The research is particularly timely because credit card debt is increasing and some experts predict that the U.S. could soon enter a recession, a period when far more Americans may be facing unmanageable debt.

Published in November 2022 in the American Journal of Sociology, the study finds protections for assets likes homes and cars have increased over time but protections for wages have remained mostly stagnant.

“This means that those who own homes are more protected from debt collectors than wage earners who rent their homes,” said research author and Frank H. T. Rhodes Postdoctoral Fellow Elizabeth Martin, who is affiliated with the Cornell Population Center and Jeb E. Brooks School of Public Policy. “Exemptions are most applicable for those who own property, even tenuously.”

Martin studied state exemption laws and their impact on economic insecurity from 1986-2012.

She found that during recessionary periods, states that offer higher protections see fewer residents losing large portions of their available income. Protections for valuable property, like homes and cars, are most effective when the economy is doing badly. However, protecting wages reduces economic insecurity no matter the state of the economy. Federal laws limit how much of a person’s wages can be garnished for consumer debts; individuals can retain either 75% of their disposable income, or not less than 30 times the minimum wage ($217.50 per week). Some states protect more – either a higher percentage of someone’s income, or a higher floor. Massachusetts protected 85% of income or a minimum of $500 a week from garnishment in 2012, the highest rate in the nation.

Surprisingly, the divergence between state laws has little to do with the politics of lawmakers or residents. Rather, the prevalence of farm employment appears to be the main predictor of higher exemption protections. “I suspect that states that rely on farming may have the highest protections since farming requires both land and equipment to function,” Martin said.

State policymakers and legislators could take steps now to protect their constituents in the event of a recession. Increasing the social safety net or subsidizing higher education tuition could reduce the need for residents to take out risky high-interest loans, Martin said.

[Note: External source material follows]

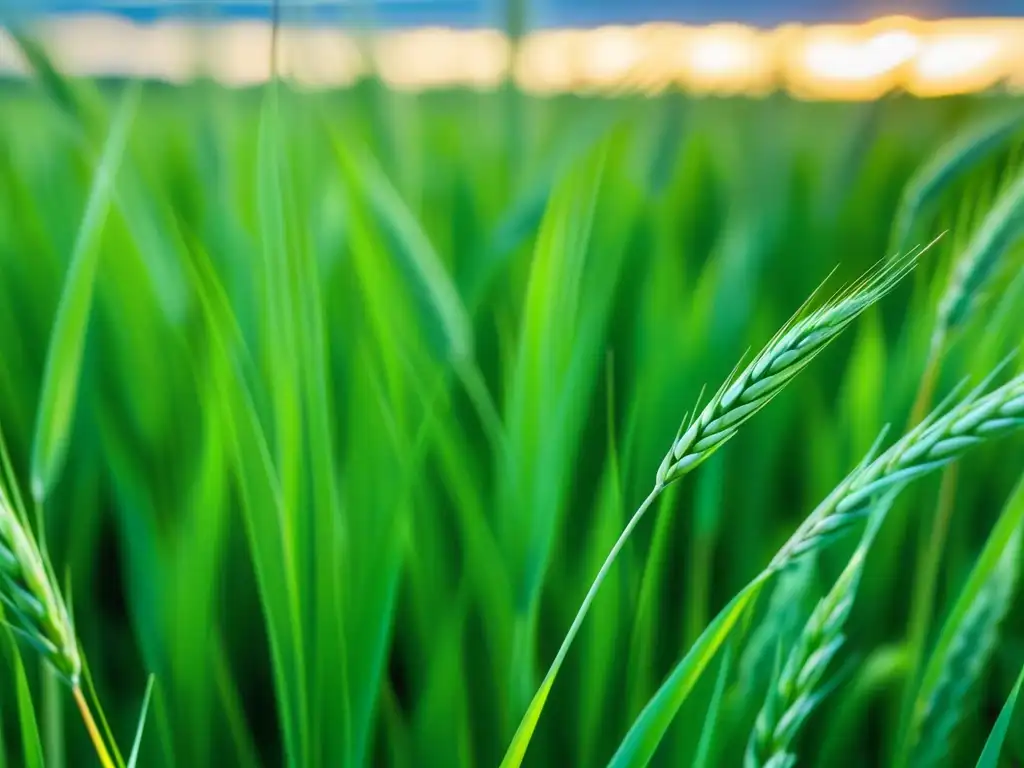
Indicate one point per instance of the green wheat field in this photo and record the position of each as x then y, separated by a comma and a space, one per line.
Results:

More directly, states could reduce the harm associated with falling behind on debts by increasing protections for wages. “States should also consider increasing protections that may be more likely to benefit the less wealthy – like those for wages and government benefits deposited in bank accounts or cash for rent and other necessary expenses,” Martin said. “Limiting some of a creditor’s recourse is a bare minimum protection but one that appears to increase economic security when times are tough.”